If one user, Sally, has no address (her address is null) and another user, Bob, also has no address (his address is also null) then we can conclude that Sally and Bob live together, because they both have the same address! Okay, now we have a problem. It’s becoming clearer that null just doesn’t mix with the notion of equality, at least not in a domain. It’s easy to come up with more absurd examples, such as web requests that use a null User property to represent unauthenticated requests (therefore: all unauthenticated requests come from the same User!) or all untagged animals at a shelter having Owner = null (therefore: all these animals belong to the same owner!).
How is this issue addressed?
Different programming languages deal with this different ways. As mentioned previously “Does null equal null?” in most programming languages returns true, but false in SQL. There is also such a thing as Three-Valued Logic (a.k.a. 3VL: https://en.wikipedia.org/wiki/Three-valued_logic) that has truth tables for operations such as equality (==), and (∧), or (∨) and not (¬) when each value has three possible states: ‘true’, ‘false’, and ‘unknown’. In 3VL null == null returns null, which makes sense: the result of comparing anything to ‘unknown’ is also unknown.
The problem is that, in order to enable pragmatic programming, we have to collapse a 3-bit down to a bit (i.e. a bool? to a bool) in order to use it in if-statements. In this case it seems reasonable to assume that null is falsey, and therefore the else-branch of an if-statement should execute.
Perhaps the best way of dealing with this issue (assuming that we were designing a new programming language from scratch) would be to simply avoid it altogether and say that any nullable type T? does not support any type of equality. Asking “Does this value equal this other value?” when either value might be null is simply illegal. For convenience one could add new operators (perhaps =? and =!) that would allow the user to pick which type of equality they would prefer every time, but using = or == would result in a compiler error.
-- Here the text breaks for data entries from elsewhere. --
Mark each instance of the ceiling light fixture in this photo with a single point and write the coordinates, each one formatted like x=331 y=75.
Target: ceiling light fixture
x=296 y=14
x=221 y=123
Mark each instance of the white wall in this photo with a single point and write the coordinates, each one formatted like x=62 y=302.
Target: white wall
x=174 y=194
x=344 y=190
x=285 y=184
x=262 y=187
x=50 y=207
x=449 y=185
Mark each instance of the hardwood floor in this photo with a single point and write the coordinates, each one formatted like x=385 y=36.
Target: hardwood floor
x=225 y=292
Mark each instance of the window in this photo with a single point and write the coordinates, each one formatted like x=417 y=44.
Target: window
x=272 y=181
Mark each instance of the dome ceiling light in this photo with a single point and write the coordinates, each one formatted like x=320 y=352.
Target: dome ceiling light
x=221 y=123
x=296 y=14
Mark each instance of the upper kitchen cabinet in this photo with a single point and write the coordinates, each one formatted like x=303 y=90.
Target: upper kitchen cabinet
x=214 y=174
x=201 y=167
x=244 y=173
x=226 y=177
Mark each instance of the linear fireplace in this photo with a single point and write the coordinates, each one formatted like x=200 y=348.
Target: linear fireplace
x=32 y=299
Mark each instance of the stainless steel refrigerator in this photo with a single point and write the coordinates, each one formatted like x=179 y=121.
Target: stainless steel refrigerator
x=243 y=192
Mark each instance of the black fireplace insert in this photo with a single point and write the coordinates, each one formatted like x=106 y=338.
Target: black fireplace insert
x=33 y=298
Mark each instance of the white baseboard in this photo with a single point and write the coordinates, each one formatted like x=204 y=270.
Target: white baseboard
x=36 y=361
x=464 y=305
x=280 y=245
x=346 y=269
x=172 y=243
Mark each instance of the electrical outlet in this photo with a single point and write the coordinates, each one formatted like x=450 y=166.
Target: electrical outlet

In summary: The intuition that leads many of us to initially react with “Of course null is equal to null!” is a result of being overly literal. You might even consider it a form of wordplay in the same vein as “Nothing is greater than God. A ham sandwich is better than nothing. Therefore a ham sandwich is greater than God!”, which uses “nothing” as a value in the same way as “‘a’ is nothing. ‘b’ is nothing. Therefore ‘a’ is equal to ‘b’.”, and it is false logic.